Dalam kesempatan itu, Sudaryono yang juga menjabat Ketua Dewan Pengawas Bulog, menegaskan komitmen menjaga ketersediaan beras nasional, sambil membuka peluang untuk mendukung negara lain yang tengah mengalami krisis pangan seperti Jepang, Filipina, dan Malaysia.
“Sebagai Wakil Menteri, tentu saya prioritaskan masyarakat kita. Tapi kami juga ingin berkontribusi memberi makan dunia,” ujarnya.
Sudaryono juga menyoroti pentingnya inovasi dalam sektor pupuk untuk memperkuat ketahanan pangan. Ia menegaskan, pupuk menjadi kunci utama keberhasilan pertanian selain benih dan air.
Ia mengungkap, sejak menjabat, dirinya menerima ribuan keluhan petani terkait kesulitan mendapatkan pupuk tepat waktu akibat kompleksitas regulasi.
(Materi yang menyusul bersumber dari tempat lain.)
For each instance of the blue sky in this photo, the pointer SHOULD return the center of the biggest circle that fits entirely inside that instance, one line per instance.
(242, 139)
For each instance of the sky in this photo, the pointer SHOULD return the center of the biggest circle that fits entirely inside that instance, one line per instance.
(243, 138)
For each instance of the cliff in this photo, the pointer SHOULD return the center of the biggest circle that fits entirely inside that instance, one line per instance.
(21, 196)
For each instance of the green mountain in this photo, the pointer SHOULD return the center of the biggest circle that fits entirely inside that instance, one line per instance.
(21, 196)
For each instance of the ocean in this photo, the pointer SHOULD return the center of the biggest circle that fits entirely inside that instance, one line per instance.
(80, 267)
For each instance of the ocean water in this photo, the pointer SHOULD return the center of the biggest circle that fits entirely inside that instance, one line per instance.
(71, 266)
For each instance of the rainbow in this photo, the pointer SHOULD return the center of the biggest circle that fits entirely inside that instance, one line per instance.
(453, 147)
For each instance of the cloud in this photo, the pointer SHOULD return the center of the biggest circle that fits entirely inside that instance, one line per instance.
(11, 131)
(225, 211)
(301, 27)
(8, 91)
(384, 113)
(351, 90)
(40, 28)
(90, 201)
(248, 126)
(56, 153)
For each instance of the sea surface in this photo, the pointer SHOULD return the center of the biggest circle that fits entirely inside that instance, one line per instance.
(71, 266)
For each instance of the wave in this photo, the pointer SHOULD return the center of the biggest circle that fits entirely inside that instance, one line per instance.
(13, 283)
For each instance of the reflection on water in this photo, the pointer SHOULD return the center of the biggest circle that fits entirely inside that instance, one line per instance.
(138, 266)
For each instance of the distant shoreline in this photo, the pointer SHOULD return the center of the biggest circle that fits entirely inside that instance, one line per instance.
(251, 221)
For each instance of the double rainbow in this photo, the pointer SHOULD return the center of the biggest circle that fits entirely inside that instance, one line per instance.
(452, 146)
Menanggapi hal ini, Presiden Prabowo Subianto telah mereformasi sistem distribusi pupuk dengan menyederhanakan birokrasi, hanya melibatkan Kementerian Pertanian, Pupuk Indonesia Holding Company (PIHC), dan petani.
“Hasilnya sangat positif, distribusi menjadi lebih cepat dan tepat sasaran, petani kembali aktif menanam, konsumsi pupuk meningkat, dan produksi pangan nasional mencatat rekor tertinggi sejak Indonesia merdeka,” tutur Sudaryono.
Ia juga mengajak seluruh pihak untuk mempererat kolaborasi internasional dalam inovasi teknologi pupuk ramah lingkungan guna menjawab tantangan perubahan iklim dan pertumbuhan populasi dunia.